I need to get a new home sorted for a single fish that's been bullied by his tankmate. At the moment he's recovering in a in an emergency 6x3 inch tub which seems OK temporarily, he's never been very active, particularly not at the moment though. I'm worried about the water quality - I'm changing it regularly with water from the main aquarium but he's going to need something with a filter long-term. I have an old spare tank but it's huge for just one little fish, and I don't really have anywhere suitable to place it at the moment.

Also, how sensitive are they to temperature? The room he's in is warm and he's quite close to the heater so I don't know whether he'll need a heated tank.


----------



## fishlover2009

They should have at least a one gallon aquarium.
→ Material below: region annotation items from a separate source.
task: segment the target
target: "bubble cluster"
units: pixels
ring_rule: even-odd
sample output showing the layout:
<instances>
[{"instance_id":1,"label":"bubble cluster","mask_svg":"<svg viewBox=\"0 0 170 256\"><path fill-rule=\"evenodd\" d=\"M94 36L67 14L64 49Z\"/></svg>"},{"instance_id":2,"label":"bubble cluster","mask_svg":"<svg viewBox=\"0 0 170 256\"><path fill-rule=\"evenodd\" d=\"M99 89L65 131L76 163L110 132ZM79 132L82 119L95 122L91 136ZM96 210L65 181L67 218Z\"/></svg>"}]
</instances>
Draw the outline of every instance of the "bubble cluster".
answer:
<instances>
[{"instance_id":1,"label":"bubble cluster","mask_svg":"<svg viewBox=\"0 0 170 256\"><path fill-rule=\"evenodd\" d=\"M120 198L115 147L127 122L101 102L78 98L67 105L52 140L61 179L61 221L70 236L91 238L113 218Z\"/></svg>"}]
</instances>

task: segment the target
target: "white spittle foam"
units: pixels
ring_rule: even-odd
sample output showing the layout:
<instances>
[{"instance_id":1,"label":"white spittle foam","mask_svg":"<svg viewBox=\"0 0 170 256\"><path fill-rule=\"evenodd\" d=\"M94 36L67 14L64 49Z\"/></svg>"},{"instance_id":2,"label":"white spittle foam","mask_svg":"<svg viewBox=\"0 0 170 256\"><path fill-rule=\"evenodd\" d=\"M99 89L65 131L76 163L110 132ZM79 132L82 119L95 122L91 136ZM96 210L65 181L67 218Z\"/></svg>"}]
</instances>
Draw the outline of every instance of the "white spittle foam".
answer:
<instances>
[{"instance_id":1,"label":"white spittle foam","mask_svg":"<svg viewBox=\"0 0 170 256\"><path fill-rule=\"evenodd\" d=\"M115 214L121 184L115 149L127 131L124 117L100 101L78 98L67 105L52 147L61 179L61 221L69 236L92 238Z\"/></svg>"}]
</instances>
Some people say they need a five gallon aquarium. I have a female betta who's in a lighted & filtered aquarium. It doesn't have a heater, but its in the kitchen. You can use a search engine & type in Betta fish & you'll get a lot of different websites that can give you loads of info on bettas.


----------



## Melvis

thanks


----------



## fishlover2009

No problem. Sorry I couldn't be of more help, but I'm not really a fish expert.


----------



## knownothingfishowner

Best policy with bettas is to keep them solo in their own tank. 

I've had mine for over a year in a 2.5 with a small filter, some gravel, fake plants and a little overhead light. 

No color changes, no pop eye, no problems - no b.s. Happiest little fish I ever saw.


----------



## FishVille

Yeah bettas love alittle bowl my betta had to be pulled from my 10gallon he was beating up all my fish so iput him in a 1gallon bowl with a plant and some gravle and he was fine they don't seem to mind what kind of water temperature or water quality my betta is happy by him self


----------



## longtail4711

Bettas need at LEAST a 1 gallon bowl or aquarium, preferably by themselves. I've always had a 1 gal. for my bettas, and they live to an average age of 4 years. I had one that lived to age 5! Which is ANCIENT for a betta.


----------



## fishlover2009

I love my betta, I just wish I had room to give her a bigger tank! My betta is a female betta named Susie. I don't have a digital camera so I can't post a picture of her.:fish10:


----------



## ~Mystic~

I've always kept my Betta (Male) in a filtered 2.5 gal tank and he seems very happy. I do not recommend the small little bowls they come in. They do require heated water and filtration. If he is in a 2.5 gal you will see he will be much more active.


----------



## knownothingfishowner

Moved mine to a 10 here recently. Free tank neighbor had languishing in the garage. Super spoiling this little critter.


----------



## ~Mystic~

knownothingfishowner said:


> Moved mine to a 10 here recently. Free tank neighbor had languishing in the garage. Super spoiling this little critter.


Must be like a palace to him/her  Good to hear


----------